いつものことながら、イタリアが酷い子です。注意してください。
ストロベリーパイをお食べ
「…イタリア。」
「なにぃ?」
「何しに来たんだ、一体?」
「さぁ?」
何かしなくちゃいちゃ駄目なの?
そう返答してきたイタリアにドイツは小さく溜息をつく。
朝、普段のこいつなら起きてもいないんじゃないかと思うような朝早くに訪ねてきたイタリアは
来たときからずっとこんな調子だった。
デスクの前に座ったまま、ドイツは後ろを振り向いてみる。
ソファに寝そべるようにしてイタリアがそこにいた。
手には赤い蜜のしたたるパイ。ストロベリーパイ。
読んでいる雑誌から顔も上げようとしないイタリアにどうやら帰る気はないらしい。
今日イタリアの機嫌が悪いのは明らかだった。
否、機嫌が悪いのは今日だけではない、とドイツは思う。
先日、ドイツの家でサミットがあったのだった。その時からやけに機嫌が悪いのだ。
イタリアはいつもふわふわと笑っているから、たいていの人はイタリアはいつも機嫌がいいのだ、と思っている。
けれど、
『それは、間違いだ。』
目の前でねそべるイタリアを見ながら思う。
こいつは笑顔で感情をごまかすのがうまいだけだ。
無表情よりも笑顔のしたに隠すほうが、感情は読まれにくいということを彼は知っている。

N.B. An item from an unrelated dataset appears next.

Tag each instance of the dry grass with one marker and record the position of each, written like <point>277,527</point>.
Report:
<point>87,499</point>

イタリアの口に消えていく赤いあかいパイ。そして、今、こいつは非常に機嫌が悪い。
だが、な
ドイツは時計を見た。午後3時。そろそろあいつが来るころだろう、と思う。それまでには、何とかしなければ
「…イタリア、」
「なにぃ、さっきからさ、」
「…今日は、帰ってくれないか?客がくるんだ。」
イタリアを刺激しないように、そう、優しく言ったつもりだった。
それなのに、
瞬間、ドイツが感じたのは背筋の冷たさ。
イタリアが雑誌から顔をあげてみている、その視線が冷たかった。
こちらを睨む目にいつもの柔らかさが、ない。
イタリア、と言おうとした口は何の言葉も出てはこなかった。
息をのんだ瞬間、イタリアの顔に浮かんだのは、いつものような笑み。
笑ったイタリアは語りかけるように言葉を紡ぐ。
ねぇ、ドイツ、前はあんなところに鉢植えなかったよね、あれどうしたの?
ねぇ、この前のサミットのときいやに日本と仲良かったよね、どうして?
ねぇ、ドイツ、
「今から、来るのは、俺よりも大切な人?」
だめだ、だめだ
ドイツの背中を嫌な汗が伝う。
怖いと思った。初めて、目の前の旧友が。
違うのだ、と思う。
違うのだ、日本とはけしてそんな関係ではない。
『…私の家では、そろそろ梅雨、という季節なんですよ。雨ばかりで憂鬱なんです』
前のサミットの時、偶然日本と話す機会があったから
『それなら、家に来たらどうだ?こちらは晴れているからな』
その場の流れで誘った、ただ、それだけ。
ちりりーん
突然、鳴り響くベル。
客、だ。
「…イツさん?ドイツさん?」
玄関口から、聞きなれた声がする。
返事を返そうとしたドイツを制してイタリアはにこり、と笑った。
「ねぇドイツ、まさかとは思うけど」
俺がいるのに、返事なんかしないでしょ?
ちりりりりん
「ドイツさん?いらっしゃらないんですか?ドイツさん?」
声は、でなかった。
日本が、歩きさっていく音がする。探しにいったのかもしれない、とドイツは思う。
目の前では、イタリアが笑っていた。
苺ジャムで汚れた手でドイツに抱きつく。
「ドイツ、大好き」
口元についた赤い蜜がなぜか酷く禍々しいと、そう思った。
イタリアファンのみなさんごめんなさい
本気で刺されそうです。ごめんなさい。脳内こんなイタリアばかりです。